Fortunately I got up when I did because when we arrived at the party, Diana was already on her way out and I was able to catch her just in time to congratulate her. She had finished her first marathon ever in a time much quicker than she had imagined (5:10 or so). I was very proud of her.

But I must have continued to have dehydration or some sort of electrolyte imbalance because I felt woozy, nauseous, and seriously feeling like death the rest of the day. I even needed another two-hour nap before I could drive Bandy back to his cousin’s place 50 minutes south of me. During that time on the couch, I was breathing hard just resting and could not muster the energy to get a blanket even though I was shivering. It was probably the worst I have ever felt after a race.

It would take me a couple more days (and a massage appointment) to recover, but at this point it doesn’t seem like I had done any long-lasting damage. Except for maybe the sunburn from volleyball. Even though it was minor, I am cognizant that even one or two sunburns can double one’s risk of skin cancer. I’ve got to avoid sunburns at all costs.

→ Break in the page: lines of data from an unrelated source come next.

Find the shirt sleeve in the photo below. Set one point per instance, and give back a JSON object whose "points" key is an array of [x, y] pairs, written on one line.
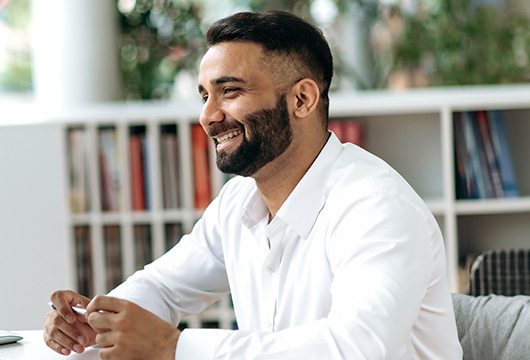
{"points": [[384, 266], [185, 280]]}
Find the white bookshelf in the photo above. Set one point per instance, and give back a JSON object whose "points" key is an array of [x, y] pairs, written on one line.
{"points": [[412, 131]]}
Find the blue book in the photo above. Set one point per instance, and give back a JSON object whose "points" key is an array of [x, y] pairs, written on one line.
{"points": [[502, 153]]}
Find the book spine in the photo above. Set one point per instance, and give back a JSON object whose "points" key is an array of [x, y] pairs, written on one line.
{"points": [[502, 153], [201, 168], [492, 167], [137, 183]]}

Other good news: Bandy’s cousins/relatives Chakriya, Lee and Leanne all came up to run the 5k, their first. They all finished, running the whole way. I’m proud of them too. Good job, you three!

Race Data

1st half: 1:49:25 (8:21/mi)
2nd half: 2:30:02 (11:27/mi)
Total: 4:19:27 (9:54/mi)

Overall Place: 554/1086
Division Place: 50/80
Official Results
Garmin data

Diana and I before the start of the Colorado Marathon.
Diana and I before the start of the Colorado Marathon.